I am working on an upgrade of my project and i wanted to make sure i was using more up to date ECMAScript.
In my tsconfig.spec.json files I had es2016, and i updated it to be 2018, and even tried out es2022.
Most of my tests will pass after changing versions, but I have a small handful that fail now. For example, I have this method that closes and destroys a modal.

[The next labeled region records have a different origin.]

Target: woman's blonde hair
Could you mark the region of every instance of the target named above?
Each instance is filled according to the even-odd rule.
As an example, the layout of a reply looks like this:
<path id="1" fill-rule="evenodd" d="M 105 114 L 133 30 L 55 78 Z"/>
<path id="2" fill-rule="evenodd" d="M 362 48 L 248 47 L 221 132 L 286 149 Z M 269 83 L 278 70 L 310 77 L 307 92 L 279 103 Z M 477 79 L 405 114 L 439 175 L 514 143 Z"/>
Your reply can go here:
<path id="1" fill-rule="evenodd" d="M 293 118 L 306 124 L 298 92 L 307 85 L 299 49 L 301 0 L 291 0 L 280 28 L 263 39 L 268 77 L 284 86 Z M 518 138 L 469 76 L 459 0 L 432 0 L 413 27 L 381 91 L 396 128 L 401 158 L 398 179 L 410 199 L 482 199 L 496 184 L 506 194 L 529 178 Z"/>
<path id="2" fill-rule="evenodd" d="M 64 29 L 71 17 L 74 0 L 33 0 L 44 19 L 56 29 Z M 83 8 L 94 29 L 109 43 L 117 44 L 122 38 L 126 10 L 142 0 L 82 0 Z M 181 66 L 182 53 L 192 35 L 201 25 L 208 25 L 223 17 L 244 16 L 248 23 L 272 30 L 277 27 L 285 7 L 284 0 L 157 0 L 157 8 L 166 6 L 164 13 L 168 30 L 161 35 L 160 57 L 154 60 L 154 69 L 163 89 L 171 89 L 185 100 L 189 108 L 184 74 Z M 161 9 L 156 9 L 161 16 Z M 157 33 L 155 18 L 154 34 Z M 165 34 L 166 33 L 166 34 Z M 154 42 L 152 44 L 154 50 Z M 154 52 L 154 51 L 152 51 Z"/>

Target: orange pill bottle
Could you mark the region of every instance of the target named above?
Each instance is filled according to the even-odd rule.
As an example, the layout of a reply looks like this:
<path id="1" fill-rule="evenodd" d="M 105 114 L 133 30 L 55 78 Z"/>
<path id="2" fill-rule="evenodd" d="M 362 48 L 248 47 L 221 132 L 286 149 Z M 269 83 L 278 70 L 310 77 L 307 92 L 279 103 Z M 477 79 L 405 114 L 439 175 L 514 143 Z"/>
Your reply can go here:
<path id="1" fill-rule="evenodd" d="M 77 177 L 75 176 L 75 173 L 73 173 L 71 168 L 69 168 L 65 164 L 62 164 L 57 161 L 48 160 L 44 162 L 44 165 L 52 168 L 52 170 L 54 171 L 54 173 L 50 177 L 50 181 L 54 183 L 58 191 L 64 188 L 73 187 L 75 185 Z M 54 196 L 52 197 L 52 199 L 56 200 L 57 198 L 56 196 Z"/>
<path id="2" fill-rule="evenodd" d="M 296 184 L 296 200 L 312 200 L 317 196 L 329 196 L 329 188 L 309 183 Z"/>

async destroyModal(): Promise<void> {
const { modalComponentType, modalComponentRef } = this._state$.value;
document.querySelector('dialog')?.close();
this.setState({ modalComponentType, modalComponentRef, modalOpen: false }, ModalStateActions.CloseModal);
// Wait for 300ms for animation before proceeding
await new Promise(resolve => setTimeout(resolve, 300));
// Clear the modal container and notify observers
this.resetModal();
}
And I test this like so:
it('should destroy modal on esc press', fakeAsync(() => {
service.initModalContainer(hostComponent.componentInstance.viewContainerRef);
service.createModal(DummyComponent).then(() => verifyModalCreated());
tick();
dispatchEscPressEvent();
tick(500);
verifyModalDestroyed();
}));
When using es2016, the test correctly simulates the passage of time and then calls verifyModalDestroyed(). However, when using es2018 or es2022, verifyModalDestroyed() will be called and the test will fail before the Promise resolves inside the destroyModal() method. It is as if tick() has no effect anymore after the update.
Can anyone help me understand that the issue is or what has changed between the versions that these kinds of tests would start failing?